Optimize your API

Minimize the amount of data returned by a single API request by allowing users to customize what you send to them. There are many ways you can do this:

  • Pre-aggregate metrics such as counts and averages so your user doesn't have to do these calculations themselves.
  • Empower your users to only request the data they actually need for a given use case, for example specific fields or specific quantities.
  • Allow your user to pre-fetch related records in the same request.
  • Make sure there are ways for the user to download and cache reference data such as categories.

If you ensure that your users can minimize the amount of data they request from your API, you will save data and reduce the energy footprint of your application not only for your own customers but also for your customer's cutomers.

Example: A Blog with comments

Suppose you are creating an API for a blog with comments - a poor API might expose an endpoint like the following example as the only way to get a list of the blogs for a given month;

GET /posts/?year=2021&month=10
[
  {
    "id": 1,
    "title": "My first article",
    "date": "2021-10-10",
    "body": "This is the full body of the artilce"
  },
  //... ALL posts follow
]

In order to find the comments for this post, the user must send away a second request to the comments endpoint;

GET /posts/1/comments/
[
  { "author": "Fred" , "comment": "I totally agree"},
  { "author": "Barney" , "comment": "Good post"},
]

Let's say your customer is creating a "browse posts per month" feature for their site. To do this, all they need from your API is the title, the date and the number of comments for a given month - they also want to paginate through 10 posts at a time. With no way of preventing all of this data being sent back, the user is required to make a potentially large request for all the blog data, and then another request per post to get the comment count - this will all include data they do not need.

Now imagine you used a different model and gave the user some control over what they received in the response and pre-aggregated the comment count such that it could be requested directly via the blog endpoint;

GET /posts/?year=2021&month=10&fields=title,date,commentCount&skip=0&take=10
[
  {
    "title": "My first article",
    "date": "2021-10-10",
    "commentCount": 2
  },
  //... more posts follow
]

Through our API we have allowed the user to use the querystring of the request to fine tune the amount of data we return - they request only specific fields (using the fields key) and to specify the number of records they want to return (through the skip and limit keys). No more data being wasted, plus this will likely save compute time and thus speed up the request.
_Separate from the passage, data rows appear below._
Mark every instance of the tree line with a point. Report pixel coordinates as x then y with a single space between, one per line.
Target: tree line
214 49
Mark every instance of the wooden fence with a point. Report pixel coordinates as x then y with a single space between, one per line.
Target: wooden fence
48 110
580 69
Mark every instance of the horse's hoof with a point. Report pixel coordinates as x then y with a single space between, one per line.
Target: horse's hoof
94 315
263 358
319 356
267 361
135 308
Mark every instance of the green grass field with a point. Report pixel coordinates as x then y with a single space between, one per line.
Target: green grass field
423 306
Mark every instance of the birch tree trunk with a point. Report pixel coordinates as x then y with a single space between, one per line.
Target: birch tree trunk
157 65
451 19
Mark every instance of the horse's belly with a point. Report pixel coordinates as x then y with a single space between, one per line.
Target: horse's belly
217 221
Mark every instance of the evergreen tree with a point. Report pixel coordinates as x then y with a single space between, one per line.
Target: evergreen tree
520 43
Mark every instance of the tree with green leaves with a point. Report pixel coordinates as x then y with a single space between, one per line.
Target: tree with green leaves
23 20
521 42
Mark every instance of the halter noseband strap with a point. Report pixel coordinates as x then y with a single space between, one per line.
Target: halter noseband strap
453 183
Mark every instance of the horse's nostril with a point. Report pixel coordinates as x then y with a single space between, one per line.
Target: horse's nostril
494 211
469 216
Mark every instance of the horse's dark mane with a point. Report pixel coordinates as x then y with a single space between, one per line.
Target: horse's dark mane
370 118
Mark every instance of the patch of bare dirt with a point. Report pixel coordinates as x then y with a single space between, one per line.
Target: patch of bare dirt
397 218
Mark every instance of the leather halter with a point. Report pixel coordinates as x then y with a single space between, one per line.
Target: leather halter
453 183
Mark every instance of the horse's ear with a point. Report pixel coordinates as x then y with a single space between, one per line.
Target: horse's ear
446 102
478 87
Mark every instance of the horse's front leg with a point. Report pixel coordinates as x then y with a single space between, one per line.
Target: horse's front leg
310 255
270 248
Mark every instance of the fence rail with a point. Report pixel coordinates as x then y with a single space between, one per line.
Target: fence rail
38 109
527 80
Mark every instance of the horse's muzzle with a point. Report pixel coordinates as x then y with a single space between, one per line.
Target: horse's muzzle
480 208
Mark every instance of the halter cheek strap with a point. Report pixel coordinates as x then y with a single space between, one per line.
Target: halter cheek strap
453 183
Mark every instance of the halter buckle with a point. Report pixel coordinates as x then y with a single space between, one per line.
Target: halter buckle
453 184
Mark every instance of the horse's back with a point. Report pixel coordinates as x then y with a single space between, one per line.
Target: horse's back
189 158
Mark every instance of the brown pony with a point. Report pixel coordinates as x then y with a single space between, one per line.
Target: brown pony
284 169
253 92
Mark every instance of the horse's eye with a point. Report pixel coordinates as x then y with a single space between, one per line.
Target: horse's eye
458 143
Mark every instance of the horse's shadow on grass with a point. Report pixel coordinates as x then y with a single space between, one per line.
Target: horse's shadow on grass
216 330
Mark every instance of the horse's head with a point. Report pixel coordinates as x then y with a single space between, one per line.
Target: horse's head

In addition, doing this also gives us confidence that our API will scale because we can now predict (and set limits on) the amount of data a request might return - on our original API implementation, a single month may have many blogs (a metric we might not have control of) and each blog may have many comments (a metric we almost certainly do not have control of!) - that's potentially a lot of data!

Using a specification

Whilst you can design a bespoke API that is optimal for your users, there are a number of specifications out there that provide the recommended optimisations and more out of the box: two in particular are JSON-API and GraphQL.

Both of these provide, by design, implementations that allow users to only request the data they need and offer conventions for patterns such as pagination and pre-fetching related records.

As well as giving you a battle-tested pattern to base your API around, your customers are also likely to thank you for the improved developer experience they receive when consuming your API: Not only are responses now tailorable, they are also predictable and because both JSON-API and GraphQL are schema-based. This means that you can auto-generate your documentation and your API consumers can auto-generate much of their client code!